Swoją drogą moi znajomi nie wyśmiewają z reguły kalisteniki, mimo że są zwolennikami siłowni. Pewnie dlatego, że doceniają ilość trudu jaki trzeba włożyć w ten sport aby faktycznie opanować masę własnego ciała. Może Ci goście z internetu widzą kalistenikę przez pryzmat fitnessu przeznaczonego bardziej dla damskiej części świata.
E = mc2
Efekty = motywacja * (ciężka praca)2
Enstein naprawdę był geniuszem.
#9
Napisano 12 stycznia 2016 - 18:54
#10
Napisano 12 stycznia 2016 - 20:25
Chodziłem na siłownię ćwicząc typowo siłowo i robiłem swoje nie nabijając się z nikogo, podobnie prawie 90% ludzi jacy tam chodzili. Każdy robił swój trening, niektórzy przypatrując się co robią inni w przerwach (w przypadku początkujących głównie, tak jak ja). Mało kto się wyśmiewał hejtował itp. Może spowodowane jest to, iż była to mała blokowa siłownia. Raz tylko byłem na dużej siłowni bardziej nawet na fitness klubie i tam akurat mi się nie podobało. Akurat wtedy większość chodziła prawie bez koszulek pokazując jak ćwiczy itp. Cóż może tylko ja tak trafiłem ale jednak nigdy nie widziałem nikogo kto by się z kogoś naśmiewał itp z tego jak ćwiczy na małych siłowniach.

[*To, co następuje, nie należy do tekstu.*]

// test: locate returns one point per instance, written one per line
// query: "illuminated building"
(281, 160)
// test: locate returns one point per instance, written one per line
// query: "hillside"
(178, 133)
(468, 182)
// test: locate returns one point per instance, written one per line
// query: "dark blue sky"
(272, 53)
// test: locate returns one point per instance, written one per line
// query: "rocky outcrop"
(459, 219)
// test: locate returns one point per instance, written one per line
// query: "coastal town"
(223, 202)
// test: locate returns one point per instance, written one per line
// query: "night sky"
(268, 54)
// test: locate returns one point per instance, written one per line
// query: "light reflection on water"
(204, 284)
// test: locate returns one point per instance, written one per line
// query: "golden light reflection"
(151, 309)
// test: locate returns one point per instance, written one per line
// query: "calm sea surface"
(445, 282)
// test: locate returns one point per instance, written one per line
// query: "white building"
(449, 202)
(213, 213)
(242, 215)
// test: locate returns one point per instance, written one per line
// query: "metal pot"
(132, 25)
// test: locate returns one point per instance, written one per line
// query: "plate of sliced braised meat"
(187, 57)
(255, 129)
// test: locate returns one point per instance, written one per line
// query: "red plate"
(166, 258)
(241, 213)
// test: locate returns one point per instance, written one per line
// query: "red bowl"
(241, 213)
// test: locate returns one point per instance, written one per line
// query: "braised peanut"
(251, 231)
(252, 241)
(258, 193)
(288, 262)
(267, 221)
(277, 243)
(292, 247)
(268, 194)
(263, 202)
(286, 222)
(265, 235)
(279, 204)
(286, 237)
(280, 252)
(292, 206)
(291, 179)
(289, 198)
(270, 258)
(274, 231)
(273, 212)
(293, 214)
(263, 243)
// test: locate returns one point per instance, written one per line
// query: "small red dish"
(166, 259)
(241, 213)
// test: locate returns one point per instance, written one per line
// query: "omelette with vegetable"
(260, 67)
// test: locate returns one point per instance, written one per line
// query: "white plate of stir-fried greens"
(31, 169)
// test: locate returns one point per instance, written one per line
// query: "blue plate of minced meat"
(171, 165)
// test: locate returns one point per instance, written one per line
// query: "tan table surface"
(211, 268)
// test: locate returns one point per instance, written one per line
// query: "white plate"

Obecnie chodzę na większą siłownię i tam ludzie ćwiczą wszystko a jedyne co można głównie zobaczyć to zdrowa rywalizacja a nawet pomoc bardziej doświadczonych.
Widzą przez pryzmat hajsu. Pięć dyszek wydane na karnecik, to trzeba sobie podnieść ego dosrywając każdemu kto myśli inaczej. Nie tylko kali.
Cóż gdyby tak było to wtedy wychodziłoby, że ci których nie stać na najdroższą siłownię to totalne "lamusy". Być może akurat ty masz takie doświadczenie, jednak pomyśl, że wydanie tych "pięciu dyszek" dla niektórych jest zrezygnowaniem z czegoś raz w miesiącu.
Jednak najważniejsze jest nie przejmować się innymi tylko dążyć do swoich celów na spokojnie i w ciszy.